TurnTrout comments on Towards deconfusing wireheading and reward maximization

TurnTrout 22 Sep 2022 21:44 UTC
LW: 4 AF: 3
1
AF
Before reading, here are my reactions to the main claims:
- Not only does RL not, by default, produce policies which have reward maximization as their behavioral objective, but in fact I argue that it is not possible for RL policies to care about “reward” in an embedded setting. (agreed under certain definitions of “reward”)
- I argue that this does not imply that wireheading in RL agents is impossible, because wireheading does not mean “the policy has reward as its objective”.It is still possible for an RL agent to wirehead, and in fact, is a high probability outcome under certain circumstances. (unsure, depends on previous definition)
- This bears a clean analogy to the human case, viewing humans as RL agents; there is no special mechanism going on in humans that is needed to explain why humans care about things in the world. (agreed insofar as I understand the claim)
(I ended up agreeing with these points by the end of the post!)
There even exists a policy that cares about that particular register at that particular physical location in the world even if it is not connected to the RL algorithm at all, but that policy does not get selected for by the RL algorithm.
Why not?

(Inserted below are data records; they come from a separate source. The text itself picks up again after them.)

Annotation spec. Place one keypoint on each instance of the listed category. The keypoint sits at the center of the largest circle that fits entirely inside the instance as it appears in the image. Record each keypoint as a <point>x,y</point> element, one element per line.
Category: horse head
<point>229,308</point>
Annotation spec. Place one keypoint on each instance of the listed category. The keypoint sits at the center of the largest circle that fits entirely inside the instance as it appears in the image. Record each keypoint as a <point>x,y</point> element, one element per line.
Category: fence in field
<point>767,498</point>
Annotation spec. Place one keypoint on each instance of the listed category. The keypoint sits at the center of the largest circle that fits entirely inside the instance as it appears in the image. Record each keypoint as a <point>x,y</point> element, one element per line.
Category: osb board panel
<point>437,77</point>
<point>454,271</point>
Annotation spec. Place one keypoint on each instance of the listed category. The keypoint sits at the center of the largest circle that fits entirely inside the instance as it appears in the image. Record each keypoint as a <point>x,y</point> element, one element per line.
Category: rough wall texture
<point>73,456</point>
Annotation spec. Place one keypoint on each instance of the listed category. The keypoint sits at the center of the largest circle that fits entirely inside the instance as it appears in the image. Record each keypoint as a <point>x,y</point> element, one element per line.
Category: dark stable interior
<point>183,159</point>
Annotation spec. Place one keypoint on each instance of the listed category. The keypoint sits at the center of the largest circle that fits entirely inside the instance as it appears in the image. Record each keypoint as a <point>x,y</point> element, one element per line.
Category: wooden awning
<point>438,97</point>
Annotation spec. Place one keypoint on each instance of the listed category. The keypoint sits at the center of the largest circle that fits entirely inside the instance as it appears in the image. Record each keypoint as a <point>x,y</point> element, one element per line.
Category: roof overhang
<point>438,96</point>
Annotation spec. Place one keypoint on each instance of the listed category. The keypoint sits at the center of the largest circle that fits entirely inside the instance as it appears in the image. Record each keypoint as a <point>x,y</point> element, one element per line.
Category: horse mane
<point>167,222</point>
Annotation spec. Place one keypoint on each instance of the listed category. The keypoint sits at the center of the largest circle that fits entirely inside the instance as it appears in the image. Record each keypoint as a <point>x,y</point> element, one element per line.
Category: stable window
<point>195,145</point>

Selection only takes place during training, the RL algorithm can only select across policies while the RL algorithm is running. A policy which wireheads and then disconnects the RL algorithm is selection-equivalent to a policy which wireheads and then doesn’t disconnect the RL algorithm (mod the cognitive-updates provided by reward in the latter case, but that seems orthogonal).

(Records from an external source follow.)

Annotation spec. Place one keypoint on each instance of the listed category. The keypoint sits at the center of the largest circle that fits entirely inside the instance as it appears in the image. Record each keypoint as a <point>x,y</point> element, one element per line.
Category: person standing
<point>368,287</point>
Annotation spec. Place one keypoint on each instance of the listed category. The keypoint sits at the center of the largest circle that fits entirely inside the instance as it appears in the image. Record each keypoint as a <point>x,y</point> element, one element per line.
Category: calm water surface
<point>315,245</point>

This resolves the question of why humans don’t want to wirehead—because you identify with the rest of the brain and so “your” desires are the mesaobjectives.
Agreed!
In particular, one consequence of this is we also don’t need to postulate the existence of some kind of special as yet unknown algorithm that only exists in humans to be able to explain why humans end up caring about things in the world. Whether humans wirehead is determined by the same thing that determines whether RL agents wirehead.
Agreed. Shard theory isn’t postulating such an algorithm, if that’s what you meant to imply. In fact, your entire end of the post seems to be the historical reasoning which Quintin and I went through in developing shard theory 101.